Mengapa opmawa-ormawa yang seharusnya merasakan langsung dampak ini juga terdiam? Bukankah dalam agama kita pun juga diajarkan bahwa, mengatakan kebenaran di hadapan penguasa yang zhalim adalah bagian dari jihad itu sendiri? Mengapa kita kembali membungkam, hai rekan-rekan seperjuangan?
Kepada dosen dan pengajar di kampus ini, mengapa bapak-ibu tak segarang, tak sekharismatik ketika menyampaikan materi perkuliahan di kelas-kelas kita?

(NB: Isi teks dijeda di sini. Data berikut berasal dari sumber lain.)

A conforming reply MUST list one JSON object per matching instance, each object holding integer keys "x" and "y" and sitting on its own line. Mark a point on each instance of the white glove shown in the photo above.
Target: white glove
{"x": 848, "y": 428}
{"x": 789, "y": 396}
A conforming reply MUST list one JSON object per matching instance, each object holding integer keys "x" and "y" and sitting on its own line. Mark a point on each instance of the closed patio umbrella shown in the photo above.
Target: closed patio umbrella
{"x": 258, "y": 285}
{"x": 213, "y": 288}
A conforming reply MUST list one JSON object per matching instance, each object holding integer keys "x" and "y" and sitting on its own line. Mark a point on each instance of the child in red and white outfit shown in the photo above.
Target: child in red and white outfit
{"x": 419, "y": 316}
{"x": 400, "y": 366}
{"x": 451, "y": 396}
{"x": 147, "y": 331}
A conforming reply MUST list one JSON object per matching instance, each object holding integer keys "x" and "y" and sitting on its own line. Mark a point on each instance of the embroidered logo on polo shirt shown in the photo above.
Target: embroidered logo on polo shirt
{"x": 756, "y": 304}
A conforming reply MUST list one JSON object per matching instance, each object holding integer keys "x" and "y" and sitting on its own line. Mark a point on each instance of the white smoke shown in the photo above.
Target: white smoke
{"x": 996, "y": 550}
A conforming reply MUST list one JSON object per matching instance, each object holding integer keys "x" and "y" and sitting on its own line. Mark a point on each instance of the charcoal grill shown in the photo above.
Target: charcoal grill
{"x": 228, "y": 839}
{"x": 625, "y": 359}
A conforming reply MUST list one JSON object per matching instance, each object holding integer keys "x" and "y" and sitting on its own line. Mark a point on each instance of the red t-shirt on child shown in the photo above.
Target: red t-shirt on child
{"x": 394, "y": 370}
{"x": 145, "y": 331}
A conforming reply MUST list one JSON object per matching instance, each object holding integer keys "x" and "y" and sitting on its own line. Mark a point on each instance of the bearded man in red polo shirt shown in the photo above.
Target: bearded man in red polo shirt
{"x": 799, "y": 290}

Mengapa merasa baik-baik saja dengan dosen yang seolah-olah dipekerjakan sebagai buruh pabrik? Mengapa tak sedikitpun bapak/ibu bergeming, ketika dengan mudahnya orang-orang terdekat penguasa kampus ini menjadi bagian dari birokrasi, sementara rekan-rekan seperjuangan bapak/ibu dengan mudahnya diberhentikan? Mengapa juga diam, ketika ada kawan-kawan seperjuangan bapak/ibu yang berusaha mengkritik kampus ini malah dikriminalisasi?
Bapak, ibu, apakah idealisme yang diajarkan di kelas-kelas tatap muka kita, itu juga merupakan bagian dari omong kosong? Mengapa kita begitu takut miskin, takut anak isteri kita tidak bisa makan, sedangkan kita memiliki Rabb Yang Maha Kaya dan Maha Memberi Rezeki?

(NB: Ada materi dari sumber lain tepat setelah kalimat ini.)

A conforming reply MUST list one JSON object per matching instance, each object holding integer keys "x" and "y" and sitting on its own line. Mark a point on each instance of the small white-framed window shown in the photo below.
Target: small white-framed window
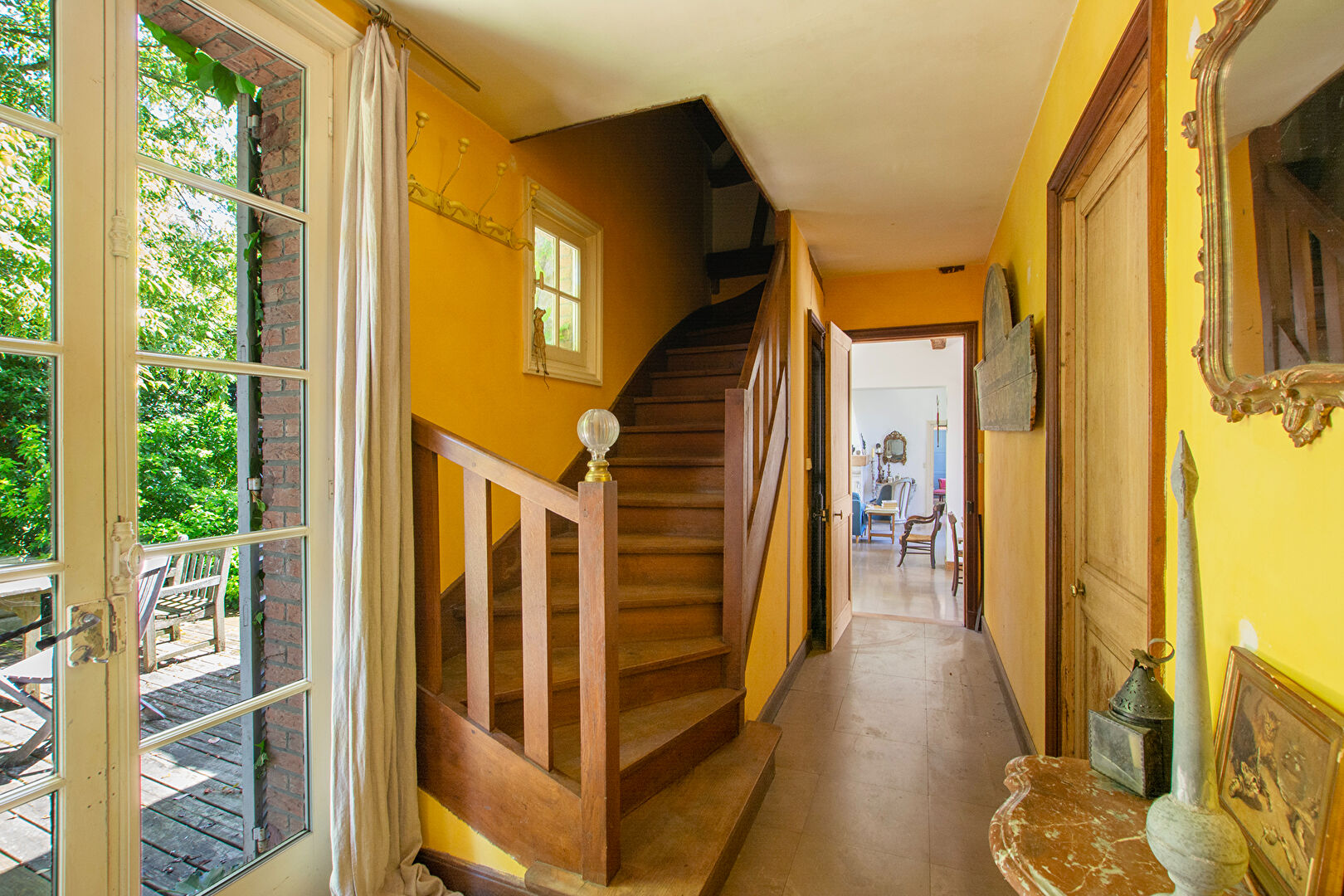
{"x": 563, "y": 281}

Kepada karyawan, office boy, dan tenaga kependidikan, mengapa tenang-tenang saja, ketika diupah secara tidak layak, bahkan jauh di bawah Upah Minimum Provinsi (UMP)? Mengapa diam saja, ketika harus bekerja ekstra dengan tanpa tambahan insentif?
Sepertinya kita terlalu jauh berbicara tentang kesadaran masyarakat. Sementara, kita sendiri masih berada dalam kesadaran palsu. Karena ternyata, kaum intelektual yang seharusnya menjadi agen kesadaran dalam masyarakat, menjadi pihak pertama yang lebih dahulu harus tersadarkan. Akhir kata, kita perlu malu terhadap sejarah. Kampus ini terlahir dengan semangat perlawanan. Namun hari ini, kita justru tak malu dengan kata “perlawanan” itu sendiri.
Semoga jiwa-jiwa penggerak di kampus ini masih tersisa. Atau, jika tidak, cukuplah aku kan berkata pada diriku sendiri; “jadilah penggerak itu!”
Wallahu a’lam...
Oleh: Ahmad Firdaus (Mahasiswa FIS UNJ)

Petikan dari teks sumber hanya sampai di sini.